The anti-clutch state of the maximum pressure control spool valve (5) of the converter clutch connection line (4) and the converter clutch release line (3) is a state in which the torque converter continuously converts torque, unlike the state in which the converter clutch is directly connected. In this state, the pressure of the converter clutch connection line 4 may rise, so that the pressure difference of the converter clutch connection line 4 may be increased by the area difference between the upper and lower pistons of the spool valve 5. It keeps you from getting out of the way.

The difference in area between the upper and lower pistons is, of course, that the area difference of the maximum pressure control spool valve 5 is larger than the minimum pressure control spool valve 6, so that the converter clutch ( 2) Keep the half clutch state.

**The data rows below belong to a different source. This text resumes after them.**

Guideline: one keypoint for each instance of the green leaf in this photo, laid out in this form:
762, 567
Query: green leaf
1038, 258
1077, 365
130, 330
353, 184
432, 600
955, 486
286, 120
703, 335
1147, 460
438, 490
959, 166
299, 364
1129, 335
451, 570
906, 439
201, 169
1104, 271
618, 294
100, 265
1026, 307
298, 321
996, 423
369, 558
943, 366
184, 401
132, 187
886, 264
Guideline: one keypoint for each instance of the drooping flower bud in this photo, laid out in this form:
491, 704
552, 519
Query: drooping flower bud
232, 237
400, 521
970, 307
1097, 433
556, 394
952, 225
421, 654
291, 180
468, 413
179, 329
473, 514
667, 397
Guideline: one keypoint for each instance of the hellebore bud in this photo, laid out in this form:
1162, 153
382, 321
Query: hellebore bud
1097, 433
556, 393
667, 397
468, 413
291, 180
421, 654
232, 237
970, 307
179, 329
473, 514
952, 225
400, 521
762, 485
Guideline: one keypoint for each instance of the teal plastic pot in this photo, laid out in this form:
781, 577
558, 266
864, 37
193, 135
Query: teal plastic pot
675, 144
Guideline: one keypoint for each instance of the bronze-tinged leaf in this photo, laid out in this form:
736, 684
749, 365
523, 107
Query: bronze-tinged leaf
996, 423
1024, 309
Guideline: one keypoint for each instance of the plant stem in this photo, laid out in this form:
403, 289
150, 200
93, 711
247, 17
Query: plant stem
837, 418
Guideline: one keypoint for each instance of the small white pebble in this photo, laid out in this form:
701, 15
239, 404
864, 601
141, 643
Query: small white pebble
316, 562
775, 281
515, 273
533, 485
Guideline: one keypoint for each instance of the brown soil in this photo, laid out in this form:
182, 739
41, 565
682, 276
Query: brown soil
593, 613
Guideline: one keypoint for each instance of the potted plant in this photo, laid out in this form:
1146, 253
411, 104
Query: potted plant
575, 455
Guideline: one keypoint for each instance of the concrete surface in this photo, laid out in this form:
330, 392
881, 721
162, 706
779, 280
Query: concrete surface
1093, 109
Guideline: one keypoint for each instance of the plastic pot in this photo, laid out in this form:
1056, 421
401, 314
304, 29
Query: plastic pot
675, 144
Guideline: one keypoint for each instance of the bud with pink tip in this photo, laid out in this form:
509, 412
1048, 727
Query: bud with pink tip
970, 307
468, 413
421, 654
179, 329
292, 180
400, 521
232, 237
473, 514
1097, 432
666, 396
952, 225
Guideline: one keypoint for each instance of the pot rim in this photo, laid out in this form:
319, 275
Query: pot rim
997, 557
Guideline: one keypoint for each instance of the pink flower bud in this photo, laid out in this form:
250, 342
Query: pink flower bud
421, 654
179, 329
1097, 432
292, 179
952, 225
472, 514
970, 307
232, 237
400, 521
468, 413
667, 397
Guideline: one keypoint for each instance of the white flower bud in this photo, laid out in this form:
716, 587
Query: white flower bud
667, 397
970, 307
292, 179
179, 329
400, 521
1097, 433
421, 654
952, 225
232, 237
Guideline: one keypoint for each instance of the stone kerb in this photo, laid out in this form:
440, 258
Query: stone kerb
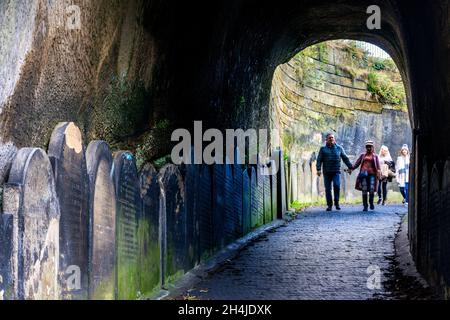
102, 229
30, 197
128, 212
67, 155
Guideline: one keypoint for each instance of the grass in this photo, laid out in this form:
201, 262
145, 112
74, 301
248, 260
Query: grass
299, 206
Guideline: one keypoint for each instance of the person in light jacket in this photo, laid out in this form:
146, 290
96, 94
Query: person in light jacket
385, 160
369, 175
402, 176
329, 158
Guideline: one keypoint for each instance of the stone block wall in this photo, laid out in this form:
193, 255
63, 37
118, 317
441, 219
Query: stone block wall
83, 223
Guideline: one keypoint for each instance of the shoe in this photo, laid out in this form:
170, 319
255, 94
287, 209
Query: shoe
372, 207
365, 202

As described above, the present invention uses a converter clutch 2 of a torque converter used in an automatic transmission of a vehicle, using two solenoid valves 7; 8 and two spool valves 5; 6 of the automatic transmission converter. The clutch 2 is set in a semi-clutch state like a manual transmission to enable a dynamic start of the vehicle.

Claims (1)

In the torque converter clutch control hydraulic circuit of automobile automatic transmission The converter clutch 2 of the torque converter 1 is provided with a solenoid valve 7 and a minimum pressure control spool valve 6 at the inlet side of the converter clutch release line 3 of the control hydraulic circuit, where the converter clutch 2 is provided. When the converter clutch connection line 4 becomes the hydraulic oil outlet side when releasing the pressure, the converter clutch connection line 4 becomes the inlet side of the hydraulic oil and the converter clutch release line 3 becomes the opposite when the converter clutch 2 is directly connected. At the outlet side, a maximum pressure control spool valve (5) and a solenoid valve (8) are provided between the converter clutch connection line (4) and the converter clutch release line (3), and the converter clutch is connected to the converter clutch connection line (4). Apply hydraulic oil which directly connects (2), and at this time, the converter clutch connection line (4) becomes the inlet side of the hydraulic oil, the converter clutch release line (3) becomes the exit side, and the solenoid of the converter clutch release line (3). Position of valve (7) If it is changed, the converter clutch 2 is brought into the anti-clutch contact state, and when the converter clutch 2 is released or directly connected, the position of the solenoid valve 8 on the clutch connection line 4 is changed to operate the hydraulic oil. Torque converter clutch control hydraulic circuit characterized in that the bypass is prevented.